Après cette période tourmentée, cette fine équipe eut la tâche de consolider l’empire bâti si laborieusement par le Chevalier Pastor ! Combien d’empires survécurent à leurs illustres créateurs par la faute d’une organisation basée sur la figure du Chef ! Le Studio n’allait donc pas suivre l’exemple d’Alexandre le Grand, Charlemagne ou Napoléon… L’équipe jeta donc les bases d’une administration autocratique qui produit les plus grands bienfaits pour les masses studieuses de Polytech…
Tel Léonidas aux Thermopyles, la compagnie dut faire à la Guilde des Professeurs toujours en embuscade et à l’empire Bédé Heux aux visées impérialistes. Mais suivant le bon mot de Foch : « Mon aile droite est enfoncée. Mon aile gauche recule. Mon centre plie : situation excellente, j'attaque », le Studio attaqua. Par une ambitieuse opération photographique, les caisses furent à nouveau garnies (opération au cours de laquelle un petit grassouillet nommé Edouard s’illustra). De hauts faits d’armes et d’habiles mouvements diplomatiques assurèrent au STUDIO son indépendance qui produisit alors de nombreuses œuvres cinématographiques de premier plan. Ainsi la compagnie put mettre la main sur une arme d’une puissance encore inégalée : une grosse boite noire accompagnée de deux tableaux lumineux. Cette arme fut le parfait complément de l’Artefact Ultime.

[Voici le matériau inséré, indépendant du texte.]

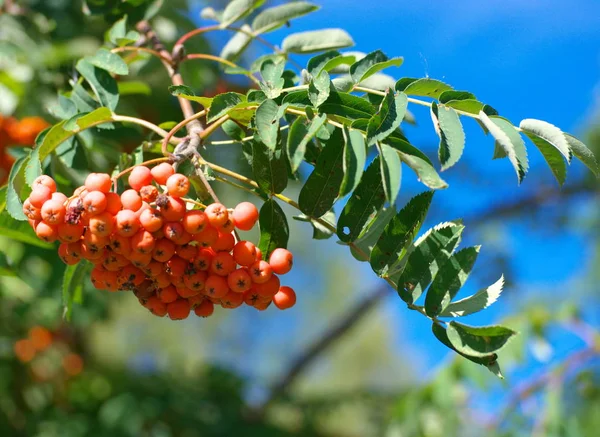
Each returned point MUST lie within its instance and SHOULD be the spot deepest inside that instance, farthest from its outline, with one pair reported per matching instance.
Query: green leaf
(108, 61)
(347, 106)
(299, 137)
(584, 154)
(489, 361)
(133, 87)
(468, 105)
(509, 140)
(453, 95)
(20, 231)
(391, 171)
(238, 9)
(362, 247)
(237, 44)
(269, 168)
(222, 104)
(102, 83)
(549, 133)
(372, 63)
(268, 115)
(73, 286)
(16, 179)
(328, 61)
(319, 89)
(552, 155)
(275, 17)
(316, 41)
(320, 231)
(426, 256)
(322, 187)
(66, 129)
(422, 87)
(355, 158)
(450, 278)
(187, 93)
(274, 230)
(388, 118)
(418, 161)
(272, 82)
(476, 302)
(399, 233)
(366, 200)
(452, 137)
(478, 341)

Au bout d’une année de commandement prospère et avisée (période que l’on nomme dorénavant PAX PETRUSIENNE AUBRIONAM), le valeureux Capitaine Pierre prit pour successeur un jeune grassouillet cité plus haut, Edouard aux mains d’argent. (Ce surnom lui fut donné car, parait-il, ce jeune homme en surcharge graisseuse avait quelques talents pour dénicher la Chope en soirée.) On eut tantôt entendu que le jeune parvenu n’aurait jamais le talent du valeureux Pierre. Mais là réside le propre des Grands Hommes, savoir reconnaître leurs égaux. Et ainsi Pierre adouba à son tour le jeune Edouard, tout grassouillet qu’il peut être, la conscience tranquille, sachant qu’il avait là un digne successeur. Cette période faste se prolongea même jusqu’à Montbéliard où les deux Capitaines ferraillèrent ensemble au nom béni du STUDIO.